Riot crackdown focuses on teenage gangs

After the summer riots in English cities, ministers are seeking solutions for antisocial behaviour and crime. Gang culture is their latest target.

Since law and order went up in flames in the riots in English cities, UK policymakers have been scratching their heads about how to tackle crime and antisocial behaviour by young people. Now the government’s spotlight has fallen on gangs – both as a source of problems and as a possible way to target those likely to get in trouble.

Just one in ten of those arrested during August’s riots were found to have belonged to a gang in most areas, although in London the figure was 19% and there were a few confirmed incidents of organised, orchestrated gang violence and looting. But gang culture is perceived as a growing menace in British cities. Gang members are much more likely to be involved in antisocial behaviour, drug use and violent crime, and are held largely responsible for London’s epidemic of fatal stabbings of teenagers.

Yesterday, Home Secretary Theresa May announced a new strategy that will combine tough measures with greater support for those young people who want to improve their lives: rehousing them in new areas, for example. Gang members will be subject to injunctions to bar them from contact with certain people or places. And sentencing will be tougher, including a possible life sentence for gun trafficking.

The proposals are ambitious, targeting 30 ‘hotspot’ areas of gang activity with input from a panel of 100 experts. To keep teens away from a life of violence, youth services, schools and the police will work together to identify those at risk of joining gangs. Even if they have personally committed no crime, gang members could be required to meet victims and talk to professionals who work in the criminal justice system, to be made aware of the potential consequences of their behaviour.

Experts believe many of the young people who join gangs do so because they lack a structured, safe and supportive home environment or law-abiding role models, so May’s strategy will also focus on younger children and new mothers.

Is respect mutual?

Can middle-aged Home Secretaries really change young people’s lives or even understand the issues they face on the streets? Gang culture and the violence it encourages is based on status and earning respect through fear. Some say lectures from out-of-touch authority figures like politicians, the police and judges will only create more resentment and mistrust.

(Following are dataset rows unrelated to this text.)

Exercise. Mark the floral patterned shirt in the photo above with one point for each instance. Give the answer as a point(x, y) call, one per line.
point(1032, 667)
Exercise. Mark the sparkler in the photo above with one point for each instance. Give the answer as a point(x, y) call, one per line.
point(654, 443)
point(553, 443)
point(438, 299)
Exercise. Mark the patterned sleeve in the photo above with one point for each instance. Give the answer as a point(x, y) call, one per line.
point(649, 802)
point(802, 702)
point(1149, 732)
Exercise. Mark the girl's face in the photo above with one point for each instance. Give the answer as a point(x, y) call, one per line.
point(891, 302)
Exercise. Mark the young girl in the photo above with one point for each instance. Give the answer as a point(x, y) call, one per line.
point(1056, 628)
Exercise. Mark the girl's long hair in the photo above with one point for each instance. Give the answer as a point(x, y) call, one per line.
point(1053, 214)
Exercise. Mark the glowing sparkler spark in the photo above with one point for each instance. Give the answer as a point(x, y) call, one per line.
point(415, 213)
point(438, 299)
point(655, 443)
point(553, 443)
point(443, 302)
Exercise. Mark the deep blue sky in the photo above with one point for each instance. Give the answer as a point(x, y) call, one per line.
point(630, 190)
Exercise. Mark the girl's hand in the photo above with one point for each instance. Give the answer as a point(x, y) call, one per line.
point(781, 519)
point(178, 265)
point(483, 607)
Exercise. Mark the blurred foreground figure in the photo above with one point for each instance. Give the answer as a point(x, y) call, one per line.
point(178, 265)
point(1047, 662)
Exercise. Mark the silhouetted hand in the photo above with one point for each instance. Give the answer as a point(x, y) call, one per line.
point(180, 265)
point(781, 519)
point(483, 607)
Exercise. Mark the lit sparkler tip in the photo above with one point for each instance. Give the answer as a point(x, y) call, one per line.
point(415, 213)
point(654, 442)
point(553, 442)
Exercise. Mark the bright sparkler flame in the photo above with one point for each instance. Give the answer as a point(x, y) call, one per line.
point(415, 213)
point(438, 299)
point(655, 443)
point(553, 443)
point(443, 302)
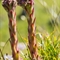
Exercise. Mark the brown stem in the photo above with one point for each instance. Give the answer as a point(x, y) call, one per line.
point(10, 6)
point(28, 5)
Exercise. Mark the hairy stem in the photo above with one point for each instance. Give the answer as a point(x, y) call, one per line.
point(28, 5)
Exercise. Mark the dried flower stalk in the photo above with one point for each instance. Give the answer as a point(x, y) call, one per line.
point(28, 5)
point(10, 6)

Such a view may be unfair to gang members as well as politicians. Individuals whose lives have gone down a destructive and dangerous path may want a way out of their lifestyles, and support offered by the state to make a fresh start might be welcome. After all, they know that otherwise they might end up dead, wounded, or in prison.

You Decide

  1. What are the major causes of gang violence as you understand it? Would you ever be attracted to gang life or vulnerable to pressure to join?
  2. Official statistics show that a quarter of those arrested during the riots were aged 10-17 and 46% were between 18 and 24. But do you think young people are being blamed unfairly?


  1. Conduct a survey on experiences of crime among people you know. How have young people, and older people, been affected by illegal activity? What are they most scared of and are their fears realistic when you compare them to your research on the crime figures?
  2. Devise a programme that you think could have a genuine impact on youth crime. What interventions do you think could offer a real alternative to gangs?

Some People Say...

“Young people get blamed for all society's problems.”

What do you think?

Q & A

How will authorities identify the most 'at risk' young people?
Medical staff could be made responsible for measuring how many young people come in to hospital with stab wounds or other gang-related injuries. Youth workers would be on hand to identify them as involved in gang culture and offer help.
Are there any particular groups that will be targeted?
The strategy aims to help young women and girls, who May says are often exposed to sexual violence through gangs. Girls who are the partners of gang members risk becoming victims of 'revenge rapes' by rival gangs.
What is being done to support these girls?
Some of the £1.2m for the gang strategy will be spent on counselling for young women. But there will be costs elsewhere in the system if jail sentences are longer.

Word Watch

A group of young people united by close ties of allegiance, and often in opposition to other gangs. The association is usually linked with antisocial and criminal behaviour and violence. Gang activities have the objective of obtaining money illegally and claiming or defending territory.
Home Secretary
Theresa May is the UK's Home Secretary. This cabinet position has responsibility for and overview of all issues to do with crime, policing, immigration and wider issues of public order. In other countries the equivalent position is usually called interior minister. The Home Office is no longer responsible for the courts and criminal justice, which since 2007 has been run by the Ministry of Justice.
A court order that prevents someone from doing specified things, meeting certain people or going to certain places.